Florida has yet another ex-pet to add to its list of invasive species--and it's the most dangerous one yet.
With a tropical habitat, the Florida Everglades provides ideal sanctuary for thousands of species, including many endangered animals. But the ecosystem also supports the survival of hardy animals that shouldn't be there; predatory animals that are not native to the area and therefore have no natural enemies.
Creatures like the deadly Nile crocodile.
Alligators thrive in the expanse of freshwater swamps in southern Florida. Saltwater crocodiles, the American alligators' cousin, are found in lesser numbers throughout brackish and marine environments of the southern U.S. But recently, freshwater Nile crocodiles have started showing up.
Three Nile crocs have been captured around the Miami region over the past decade, in 2009, 2011, and 2014. DNA tests confirmed they are from the same lineage as the African crocodile.
The genetic profile did not align with nearby facilities that house the animals on display, like Disney's Animal Kingdom and the animals certainly didn't migrate from their native African origin. But researchers are banking on a theory of how they got here.

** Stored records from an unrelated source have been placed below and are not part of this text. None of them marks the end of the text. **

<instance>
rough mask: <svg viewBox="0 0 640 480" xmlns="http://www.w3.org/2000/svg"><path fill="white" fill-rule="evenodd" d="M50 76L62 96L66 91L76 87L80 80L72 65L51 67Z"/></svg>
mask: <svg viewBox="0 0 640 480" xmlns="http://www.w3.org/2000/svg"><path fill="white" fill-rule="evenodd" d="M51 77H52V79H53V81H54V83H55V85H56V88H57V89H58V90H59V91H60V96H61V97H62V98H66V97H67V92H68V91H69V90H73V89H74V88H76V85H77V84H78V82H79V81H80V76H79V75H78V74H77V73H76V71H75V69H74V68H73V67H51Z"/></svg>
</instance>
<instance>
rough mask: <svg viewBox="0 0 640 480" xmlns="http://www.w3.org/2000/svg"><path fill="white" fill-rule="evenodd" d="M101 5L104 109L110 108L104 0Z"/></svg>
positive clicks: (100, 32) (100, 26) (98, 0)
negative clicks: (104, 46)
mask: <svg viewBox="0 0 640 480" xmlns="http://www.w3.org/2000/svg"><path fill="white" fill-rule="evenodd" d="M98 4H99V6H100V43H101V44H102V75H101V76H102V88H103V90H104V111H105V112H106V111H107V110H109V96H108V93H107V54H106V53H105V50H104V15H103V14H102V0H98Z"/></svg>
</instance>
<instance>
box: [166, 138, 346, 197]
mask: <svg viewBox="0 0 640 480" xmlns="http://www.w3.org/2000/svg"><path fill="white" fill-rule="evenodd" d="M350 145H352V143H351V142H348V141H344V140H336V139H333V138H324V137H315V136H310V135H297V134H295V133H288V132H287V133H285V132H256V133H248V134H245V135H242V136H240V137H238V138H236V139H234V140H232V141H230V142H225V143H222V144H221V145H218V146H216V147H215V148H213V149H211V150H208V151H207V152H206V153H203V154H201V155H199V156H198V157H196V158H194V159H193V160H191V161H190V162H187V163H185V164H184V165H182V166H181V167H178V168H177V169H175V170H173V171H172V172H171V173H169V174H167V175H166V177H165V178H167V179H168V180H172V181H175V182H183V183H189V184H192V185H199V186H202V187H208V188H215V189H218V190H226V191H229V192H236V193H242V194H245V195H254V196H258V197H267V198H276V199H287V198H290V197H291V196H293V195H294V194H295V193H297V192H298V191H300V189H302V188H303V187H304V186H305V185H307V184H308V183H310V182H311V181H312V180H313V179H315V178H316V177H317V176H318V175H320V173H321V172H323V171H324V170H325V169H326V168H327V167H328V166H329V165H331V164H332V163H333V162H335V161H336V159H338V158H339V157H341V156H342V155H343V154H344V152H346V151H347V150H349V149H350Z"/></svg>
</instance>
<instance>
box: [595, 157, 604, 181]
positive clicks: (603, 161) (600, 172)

It's a theory that keeps popping up among invasive reptiles in the Everglades and surrounding southern U.S. states. Burmese pythons are perhaps most well known, but iguanas and Nile monitors are also theorized to have entered the wilderness as exotic ex-pets that either escaped or were released. A Nile crocodile population only adds to the list of growing ex-pet invaders--and illegal ones at that.
This massive species--second largest among reptiles only behind the saltwater crocodile--can reach nearly one ton in weight and grow to more than 20 feet in length. While sharks fill the fearful minds of vacationing beachgoers with horror stories, fingers should really be pointed at the Nile crocodile.
On average, only six shark attacks occur worldwide each year, but up to 200 fatalities happen annually with Nile crocodiles in their much more restricted geographic range of native sub-Saharan Africa.
In addition to the implications the Nile croc's predatory prowess has for native wildlife, pets are in danger, too. Among the 50 states, Florida ranks in the top half for number and acreage of farms, with more in the southern belt nearer to the Everglades. Nile crocodiles therefore pose a risk to the plethora of regional heartland pets. But it's not just farm animals in danger.
Last year, southern Florida shattered adoption event records when 17,826 pets were adopted from shelters in the area in a single day. This means Florida has a lot of dogs, cats, rabbits, and other domestic pets wandering outside-- easy prey for a giant Nile crocodile.
Biologists are unsure if any other Nile crocodiles are roaming the waters of the Everglades, or even as far reaching as Alabama, Mississippi, Louisiana, and Texas, but they speculate that this could well be the case. They also cannot surmise how long the crocs were living in the wild before capture, but the reptiles were found in varying life stages. It is possible that a breeding pair is swimming through the swamplands unbeknownst to wayfaring pets.